Chapitre 2 Au dessert



En vérité, dans cette maison, tout était respectable. Le dîner était servi avec une abondante simplicité, et les domestiques eux-mêmes vous avaient tournure de ces vieux valets qu'on admire dans les images de La Morale en action.

Le colonel ne buvait que de l'eau, mais sa main tremblante et en même temps guillerette remplissait souvent le verre de Vincent Carpentier. Quant à Fanchette, elle mangeait et gazouillait comme un oiseau.

- Il faut que tu saches tout, père, disait-elle. Jamais il ne te racontera son histoire comme à moi. Ils ont été d'abord bien heureux, j'entends sa femme et lui. Elle s'appelait Irène comme la petite bien-aimée. Elle était belle, belle, mais belle ! et toute jeune. Monsieur Vincent avait un cabinet. Il faisait pas mal d'affaires pour un débutant, mais crac, voilà que madame Irène devient pâle et qu'elle commence à tousser, quelques mois après avoir mis au monde la mignonne, qui est tout son portrait. Les médecins viennent et ordonnent les eaux, puis l'Italie ; on ne travaille plus. Et, vois-tu, ce n'est pas son argent que monsieur Vincent aurait voulu donner, c'est son sang, c'est sa vie...

- Pauvre monsieur Vincent ! interrompit le colonel, qui réussit assez bien à dissimuler un bâillement. Voilà un bien grand malheur !

- Cela dura trois ans, continua Fanchette. Madame Irène mit tout ce temps-là à souffrir et à mourir. Quand monsieur Vincent revint en France tout seul et en deuil, il avait deux enfants à nourrir, parce qu'il ramenait avec sa fille, un joli petit garçon que madame Irène aimait bien et qu'ils avaient rencontré en Italie. Il a pour nom Reynier, il sera bientôt un jeune homme. Pour les élever tous les deux, Reynier et la petite Irène, monsieur Vincent reprit la truelle et travailla de ses mains...

- Mignonne, fit le colonel en repoussant son assiette, tu racontes comme un ange. Quelle heure est-il ?

- Et bien heureux encore de l'avoir rencontré, ce Reynier ! continua Fanchette avec l'impétueuse obstination des enfants à qui on veut enlever la parole. Tu crois toujours tout savoir, père, et c'est ce qui te trompe.
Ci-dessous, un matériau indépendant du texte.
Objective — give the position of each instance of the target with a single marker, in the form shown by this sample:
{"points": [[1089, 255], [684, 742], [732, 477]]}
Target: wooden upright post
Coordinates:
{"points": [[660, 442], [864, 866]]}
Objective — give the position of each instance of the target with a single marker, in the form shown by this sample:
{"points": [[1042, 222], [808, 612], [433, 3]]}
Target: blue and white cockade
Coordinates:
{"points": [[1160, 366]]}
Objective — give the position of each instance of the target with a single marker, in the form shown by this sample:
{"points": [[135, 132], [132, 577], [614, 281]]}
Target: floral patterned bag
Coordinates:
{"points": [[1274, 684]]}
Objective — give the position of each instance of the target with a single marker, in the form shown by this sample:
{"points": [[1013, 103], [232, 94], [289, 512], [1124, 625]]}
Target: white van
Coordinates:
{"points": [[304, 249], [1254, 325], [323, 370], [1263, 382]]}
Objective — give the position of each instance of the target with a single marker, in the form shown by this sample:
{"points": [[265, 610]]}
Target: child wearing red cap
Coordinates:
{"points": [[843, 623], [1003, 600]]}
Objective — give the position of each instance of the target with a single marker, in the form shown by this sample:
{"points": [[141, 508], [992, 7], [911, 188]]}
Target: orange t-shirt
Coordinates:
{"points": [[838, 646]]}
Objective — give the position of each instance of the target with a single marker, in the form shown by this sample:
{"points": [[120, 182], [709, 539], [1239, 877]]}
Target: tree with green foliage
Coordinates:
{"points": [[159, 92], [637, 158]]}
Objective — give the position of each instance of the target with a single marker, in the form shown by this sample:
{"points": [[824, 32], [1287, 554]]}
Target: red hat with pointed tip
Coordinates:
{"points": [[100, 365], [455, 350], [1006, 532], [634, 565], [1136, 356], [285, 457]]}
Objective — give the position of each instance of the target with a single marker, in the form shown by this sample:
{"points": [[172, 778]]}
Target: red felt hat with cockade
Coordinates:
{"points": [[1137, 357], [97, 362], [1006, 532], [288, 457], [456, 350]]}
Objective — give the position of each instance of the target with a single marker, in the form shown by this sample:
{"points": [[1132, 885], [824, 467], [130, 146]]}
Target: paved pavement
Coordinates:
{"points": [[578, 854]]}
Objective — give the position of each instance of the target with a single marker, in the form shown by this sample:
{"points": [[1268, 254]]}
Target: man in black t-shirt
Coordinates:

Reynier n'est pas une charge maintenant, Reynier garde la maison, Reynier fait le ménage, il apprend à lire et à écrire à ma petite Irène. Ah ! s'il trouvait à travailler pour soulager son ami ! Tiens ! regarde ! Monsieur Vincent a les larmes aux yeux, et tout à l'heure il me disait : cet enfant-là est la bénédiction de Dieu dans ma maison. Sans lui, qui garderait ma chérie ? Je n'ai aucune inquiétude tant qu'il est près d'elle. C'est un homme pour la force et surtout pour le courage. Pour les soins, pour la tendresse, c'est une femme. Il me semble que je laisse ma petite Irène avec une soeur aimée. Il a dit mieux que cela ! n'est-ce pas, monsieur Vincent, vous avez dit : " Il me semble que je la laisse avec sa mère ! "

Vincent tourna vers elle un regard reconnaissant, mais il dit :

- C'est trop parler de moi et de mes affaires, mademoiselle.

- Du tout, du tout, fit le colonel, ça m'amuse. Fanchette est la maîtresse ici, pas vrai, trésor ? Elle s'assoirait sur la tête du bon papa-gâteau, si elle voulait. Je n'ai plus qu'elle à aimer, monsieur Vincent, aussi...

- Aussi, tu vas me renvoyer, père, interrompit la fillette, dont le visage pétillait de spirituelle bonté, je lis cela dans tes yeux. Eh bien ! je vais être obéissante et me sauver tout de suite, si vous voulez me permettre quelque chose, monsieur Vincent et toi. Va, ce n'est pas toi qui feras le plus grand sacrifice. Je veux que Reynier aille au collège et Irène en pension. Est-ce dit ?

Elle s'était levée et ses lèvres roses restaient suspendues au-dessus du front du grand-père.